Можете ли вы представить, что за зрелище открылось мне в тени под невысоким мостиком? Во-первых, я и сама не сразу поняла, как его расценивать. Во-первых, мужчины дрались. Синьор Карамель, по-видимому, напал сзади и хитростью одолел противника: улегшись на Кеннета, он обхватил его рукой за шею и прижимал его к земле так, что тот глухо стонал. Почуяв опасность, я собиралась было закричать, как вдруг осознала, что на самом деле между молодыми людьми происходит вовсе не ожесточенная борьба, а некий акт совершенно иной природы; итальянский лодочник, как теперь говорят, «катался с Кеннетом на качелях».
* * *Поймите меня правильно: я не слишком трепетна и ничего не имею против актов любви, древних греков и тому подобного. Я беспокоилась тогда лишь о своем новом друге, художнике Неде Гиллеспи. Его брата интересовали вовсе не девушки из «Какао-хауса»; Кеннет избрал себе иную стезю. Если именно эту скандальную новость «старина Финдли-Биндли» собирался отразить в своей карикатуре, нам грозила настоящая катастрофа. Видите ли, добропорядочные граждане Глазго никогда не отличались толерантностью, особенно по отношению к «голубым», «содомитам» или первертам (или как их там называют в современной терминологии). Страшно было представить, что станет с репутацией Неда, его будущим и шансами на победу в конкурсе портретистов, если безрассудное и неподобающее поведение его брата разоблачат в номере «Тисла».
* * *На следующий день, явившись на Стэнли-стрит позировать, я обнаружила распахнутую входную дверь, а на лестнице встретила Неда с мольбертом под мышкой. Как выяснилось, Комитет изящных искусств наконец объявил дату приема полотен. После краткого закрытого просмотра члены Комитета удалятся из зала, чтобы выбрать будущего автора портрета королевы. Просмотр был назначен на пятнадцатое августа — спустя лишь несколько дней после выхода газеты с карикатурой Финдли. Мысль о том, какой непристойный образ возникнет в голове у критиков при виде работы Гиллеспи, наполняла меня ужасом.
— Не уверен, что успею закончить «Восточный дворец», — произнес Нед, опустив мольберт на пол. — Наверное, я представлю на конкурс одну из картин с гондольерами.

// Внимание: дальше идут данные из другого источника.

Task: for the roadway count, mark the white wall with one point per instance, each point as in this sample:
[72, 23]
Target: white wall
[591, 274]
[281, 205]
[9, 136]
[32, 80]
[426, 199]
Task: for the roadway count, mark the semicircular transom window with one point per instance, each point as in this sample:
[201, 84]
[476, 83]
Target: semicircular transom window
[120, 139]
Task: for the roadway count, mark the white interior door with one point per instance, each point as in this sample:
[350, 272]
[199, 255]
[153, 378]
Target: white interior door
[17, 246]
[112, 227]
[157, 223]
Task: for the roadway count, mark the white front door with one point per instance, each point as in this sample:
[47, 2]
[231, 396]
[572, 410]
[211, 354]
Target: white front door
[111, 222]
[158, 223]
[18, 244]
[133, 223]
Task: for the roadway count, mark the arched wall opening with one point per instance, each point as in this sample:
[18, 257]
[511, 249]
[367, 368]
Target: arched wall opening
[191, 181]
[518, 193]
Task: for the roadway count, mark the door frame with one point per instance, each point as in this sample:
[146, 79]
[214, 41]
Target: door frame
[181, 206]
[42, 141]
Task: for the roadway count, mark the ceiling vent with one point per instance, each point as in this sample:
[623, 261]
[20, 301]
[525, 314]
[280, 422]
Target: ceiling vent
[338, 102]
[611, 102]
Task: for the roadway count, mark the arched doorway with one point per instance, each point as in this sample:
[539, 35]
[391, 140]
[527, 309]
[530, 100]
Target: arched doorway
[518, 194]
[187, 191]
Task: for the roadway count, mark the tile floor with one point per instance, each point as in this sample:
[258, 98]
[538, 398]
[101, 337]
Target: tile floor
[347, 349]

— С гондольерами? Нет, ваш «Восточный дворец» гораздо больше подходит для конкурса. — Я улыбнулась, пряча тревогу. — Когда напечатают этот жалкий вздор?

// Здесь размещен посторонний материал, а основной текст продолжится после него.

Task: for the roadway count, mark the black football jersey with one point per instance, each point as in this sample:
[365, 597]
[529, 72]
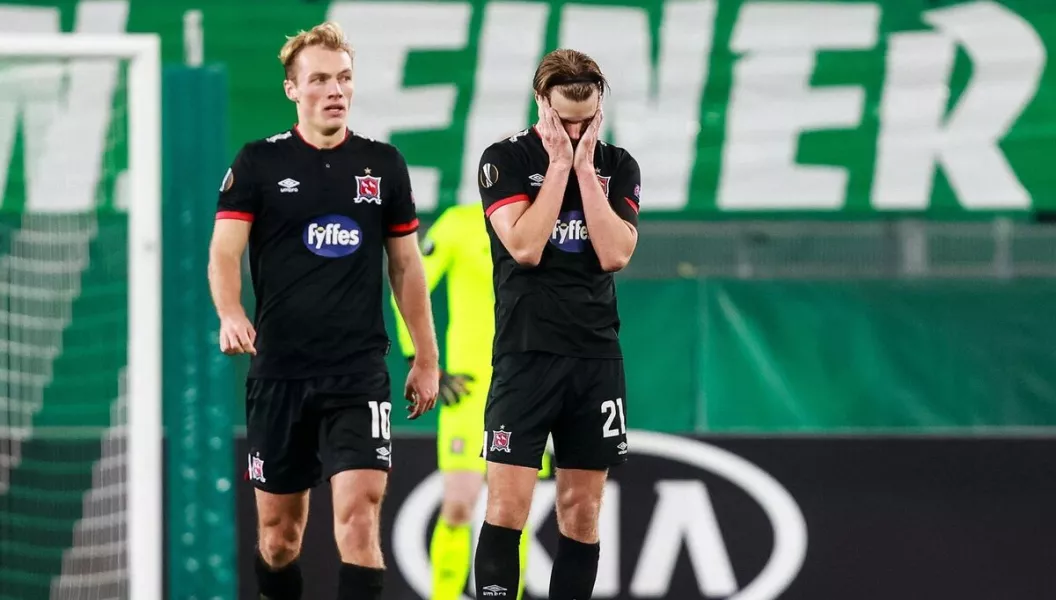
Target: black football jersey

Нед непонимающе уставился на меня.
— Вы о чем?
— Ну как же — о карикатуре Финдли в «Тисле».
— А, это, — рассмеялся он. — Понятия не имею.
— Вы хоть что-нибудь разузнали о ней?
— Нет, ничего. — Он с улыбкой покачал головой. — Педен говорит, я там с Кеннетом — любопытно.
По его беззаботному тону было ясно, что он не имеет ни малейшего представления о наклонностях брата.
— Вам нужно сосредоточиться на конкурсе, — сказала я. — Если Комитет увидит ваш «Восточный дворец», держу пари, за вами будут гоняться с чеком прежде, чем подогреют херес. Это чудесная картина, как раз для такого случая — монументальное здание, фигуры, волшебные цвета — все указывает на то, что именно вы должны писать королевский портрет.
Нед озадаченно хихикнул.
— Но, простите, Гарриет, вы же не видели картину.
— Верно, не видела, но слышала от Энни, что это — одна из лучших ваших работ.